# Thread: General Linear Group - Problem from Dummit and Foote

1. ## General Linear Group - Problem from Dummit and Foote

Can anyone help with the following problem from Dummit and Foote Section 1.4 Matrix Groups.

Show that $GL_n$(F) is a finite group if and only if F has a finite number of elements.

I cannot figure out how to compose & write the proof but suspect that F being finite means a finite number of possible matrices ... hence $GL_n$(F) is finite

Is it as simple as that (in principle anyway)?

Peter

2. ## Re: General Linear Group - Problem from Dummit and Foote

Originally Posted by Bernhard
Can anyone help with the following problem from Dummit and Foote Section 1.4 Matrix Groups.

Show that $GL_n$(F) is a finite group if and only if F has a finite number of elements.

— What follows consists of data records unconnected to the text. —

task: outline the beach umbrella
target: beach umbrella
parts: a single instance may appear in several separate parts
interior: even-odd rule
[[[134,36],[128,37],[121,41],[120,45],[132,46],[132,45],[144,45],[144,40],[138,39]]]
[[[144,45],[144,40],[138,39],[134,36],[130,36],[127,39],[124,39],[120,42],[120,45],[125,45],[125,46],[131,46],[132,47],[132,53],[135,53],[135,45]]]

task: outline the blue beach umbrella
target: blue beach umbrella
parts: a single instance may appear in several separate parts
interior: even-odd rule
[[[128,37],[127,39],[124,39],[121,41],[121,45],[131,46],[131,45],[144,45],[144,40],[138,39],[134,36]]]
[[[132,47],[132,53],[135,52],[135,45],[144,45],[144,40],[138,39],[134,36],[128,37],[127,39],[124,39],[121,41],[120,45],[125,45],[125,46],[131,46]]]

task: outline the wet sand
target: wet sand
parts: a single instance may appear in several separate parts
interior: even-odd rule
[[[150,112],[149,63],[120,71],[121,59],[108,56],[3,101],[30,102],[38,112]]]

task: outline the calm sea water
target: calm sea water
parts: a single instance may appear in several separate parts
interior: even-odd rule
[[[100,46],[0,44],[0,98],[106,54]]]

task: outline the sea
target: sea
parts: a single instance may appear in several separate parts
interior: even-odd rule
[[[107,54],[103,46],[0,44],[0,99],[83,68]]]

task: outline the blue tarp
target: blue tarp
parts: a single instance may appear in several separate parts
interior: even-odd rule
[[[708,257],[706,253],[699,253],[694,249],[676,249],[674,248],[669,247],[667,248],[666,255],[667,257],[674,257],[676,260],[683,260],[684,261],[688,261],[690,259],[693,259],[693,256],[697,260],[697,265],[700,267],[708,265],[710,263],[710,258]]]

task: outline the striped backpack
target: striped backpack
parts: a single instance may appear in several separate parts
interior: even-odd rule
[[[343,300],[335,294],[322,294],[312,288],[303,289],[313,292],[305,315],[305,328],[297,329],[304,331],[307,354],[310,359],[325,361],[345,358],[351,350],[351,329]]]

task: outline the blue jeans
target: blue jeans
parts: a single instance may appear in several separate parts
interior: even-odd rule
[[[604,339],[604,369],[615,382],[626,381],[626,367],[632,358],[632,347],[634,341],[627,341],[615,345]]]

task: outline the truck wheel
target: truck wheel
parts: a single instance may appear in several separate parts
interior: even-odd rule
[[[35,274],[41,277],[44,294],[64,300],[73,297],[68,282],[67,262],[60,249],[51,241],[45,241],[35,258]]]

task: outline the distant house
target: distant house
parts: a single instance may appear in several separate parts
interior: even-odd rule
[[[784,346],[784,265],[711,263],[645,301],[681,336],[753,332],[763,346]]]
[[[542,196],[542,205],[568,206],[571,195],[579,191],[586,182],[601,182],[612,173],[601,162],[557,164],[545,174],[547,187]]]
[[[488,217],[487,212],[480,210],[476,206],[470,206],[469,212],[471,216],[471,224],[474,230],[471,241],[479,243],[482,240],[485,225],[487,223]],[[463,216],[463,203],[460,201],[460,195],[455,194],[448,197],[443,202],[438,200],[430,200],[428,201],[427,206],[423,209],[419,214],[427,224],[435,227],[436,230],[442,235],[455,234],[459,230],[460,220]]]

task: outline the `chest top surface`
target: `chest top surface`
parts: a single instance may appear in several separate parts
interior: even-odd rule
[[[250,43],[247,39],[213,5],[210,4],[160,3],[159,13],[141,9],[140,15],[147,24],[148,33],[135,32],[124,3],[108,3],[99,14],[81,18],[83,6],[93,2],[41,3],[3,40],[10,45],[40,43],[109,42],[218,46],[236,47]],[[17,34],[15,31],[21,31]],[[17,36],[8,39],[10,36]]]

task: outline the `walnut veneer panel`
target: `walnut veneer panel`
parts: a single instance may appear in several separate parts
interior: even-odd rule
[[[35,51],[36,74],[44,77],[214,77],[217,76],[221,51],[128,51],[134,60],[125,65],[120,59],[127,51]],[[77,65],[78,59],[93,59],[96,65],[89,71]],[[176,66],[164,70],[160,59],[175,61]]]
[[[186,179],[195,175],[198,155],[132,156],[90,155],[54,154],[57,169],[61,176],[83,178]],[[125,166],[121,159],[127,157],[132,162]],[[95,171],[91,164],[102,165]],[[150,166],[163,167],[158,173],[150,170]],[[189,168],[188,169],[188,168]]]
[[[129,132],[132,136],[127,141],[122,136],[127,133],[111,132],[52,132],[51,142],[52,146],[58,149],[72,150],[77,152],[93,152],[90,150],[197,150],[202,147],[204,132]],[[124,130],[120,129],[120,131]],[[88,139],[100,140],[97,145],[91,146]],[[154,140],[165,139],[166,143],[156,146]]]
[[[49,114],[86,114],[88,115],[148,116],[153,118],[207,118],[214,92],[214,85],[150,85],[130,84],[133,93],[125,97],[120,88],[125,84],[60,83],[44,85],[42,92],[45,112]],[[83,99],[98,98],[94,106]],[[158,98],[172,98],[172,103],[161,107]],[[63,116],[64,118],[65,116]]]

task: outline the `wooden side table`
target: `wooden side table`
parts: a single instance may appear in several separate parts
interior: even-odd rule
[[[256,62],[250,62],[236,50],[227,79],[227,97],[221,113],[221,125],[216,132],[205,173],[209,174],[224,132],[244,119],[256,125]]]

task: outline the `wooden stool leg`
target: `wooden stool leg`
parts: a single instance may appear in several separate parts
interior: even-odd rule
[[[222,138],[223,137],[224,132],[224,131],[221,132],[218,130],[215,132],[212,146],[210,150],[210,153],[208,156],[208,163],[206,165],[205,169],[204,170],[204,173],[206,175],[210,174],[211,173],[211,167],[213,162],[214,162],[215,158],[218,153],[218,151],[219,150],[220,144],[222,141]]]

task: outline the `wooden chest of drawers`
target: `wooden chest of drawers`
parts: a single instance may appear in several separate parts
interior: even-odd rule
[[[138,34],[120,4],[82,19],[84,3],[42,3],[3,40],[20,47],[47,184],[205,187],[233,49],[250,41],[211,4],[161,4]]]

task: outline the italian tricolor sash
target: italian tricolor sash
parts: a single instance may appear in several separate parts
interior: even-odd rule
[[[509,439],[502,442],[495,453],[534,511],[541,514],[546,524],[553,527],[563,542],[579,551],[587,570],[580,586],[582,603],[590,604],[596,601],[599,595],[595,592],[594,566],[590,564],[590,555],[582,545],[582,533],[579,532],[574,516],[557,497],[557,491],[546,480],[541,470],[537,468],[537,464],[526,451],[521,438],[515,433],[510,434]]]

I cannot figure out how to compose & write the proof but suspect that F being finite means a finite number of possible matrices ... hence $GL_n$(F) is finite

Is it as simple as that (in principle anyway)?

Peter
Yes, that is one direction. If $F$ is finite then there are only $|F|*n^2$ possible matrices (including those of determinant 0), as there are $|f|$ choices for each position in a given matrix.

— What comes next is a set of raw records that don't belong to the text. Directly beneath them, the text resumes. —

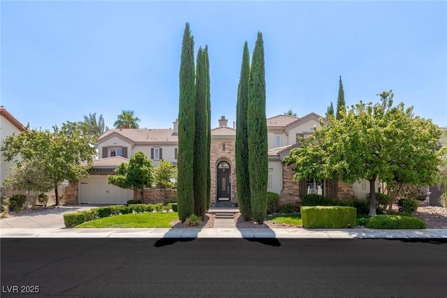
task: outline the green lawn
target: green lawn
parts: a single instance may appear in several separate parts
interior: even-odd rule
[[[75,228],[172,228],[177,212],[147,212],[118,215],[87,221]]]
[[[271,221],[277,225],[302,225],[302,219],[301,219],[301,214],[277,214],[270,216],[267,218],[267,220]]]
[[[357,220],[356,221],[356,225],[365,225],[366,218],[368,216],[366,215],[357,214]],[[277,225],[301,225],[302,226],[302,219],[301,219],[301,214],[277,214],[270,216],[267,218],[267,220],[271,221]]]

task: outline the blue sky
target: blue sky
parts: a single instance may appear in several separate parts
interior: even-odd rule
[[[346,104],[395,102],[447,126],[446,1],[8,1],[1,8],[1,105],[24,124],[51,128],[122,110],[142,128],[178,115],[182,37],[208,45],[212,126],[235,121],[244,43],[265,53],[267,117],[322,116]]]

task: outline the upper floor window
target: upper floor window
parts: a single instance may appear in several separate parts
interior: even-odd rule
[[[163,149],[161,148],[151,148],[151,159],[163,159]]]
[[[123,156],[123,149],[118,147],[112,147],[110,148],[110,156]]]
[[[274,136],[274,147],[279,148],[281,147],[281,135]]]

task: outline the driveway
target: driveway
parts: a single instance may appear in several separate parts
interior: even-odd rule
[[[59,206],[41,210],[11,212],[10,217],[0,218],[0,228],[63,228],[64,214],[89,210],[99,205]]]

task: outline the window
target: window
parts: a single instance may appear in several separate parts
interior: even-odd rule
[[[163,149],[151,148],[151,159],[155,161],[163,159]]]
[[[323,184],[320,184],[313,179],[307,179],[307,194],[310,195],[312,193],[315,193],[316,195],[323,195]]]
[[[276,135],[274,136],[274,147],[276,148],[281,147],[281,135]]]
[[[122,156],[122,148],[110,148],[110,156]]]

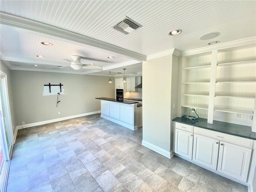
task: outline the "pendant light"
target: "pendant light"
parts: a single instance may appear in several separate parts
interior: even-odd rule
[[[126,78],[125,76],[125,70],[126,69],[125,68],[123,69],[124,70],[124,78],[123,78],[123,82],[126,82]]]
[[[111,72],[110,71],[109,72],[109,80],[108,80],[109,83],[112,83],[112,80],[111,80]]]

To prove that if $F$ is an infinite field then $GL_n(F)$ is infinite, think about the matrix $kI$, where $I$ is the $n\times n$ identity matrix and $k\in F\setminus\{0\}$.

3. ## Re: General Linear Group - Problem from Dummit and Foote

Another possibility for the one direction is to realize that $\text{GL}_n(F)$ sits nicely inside $S_F$.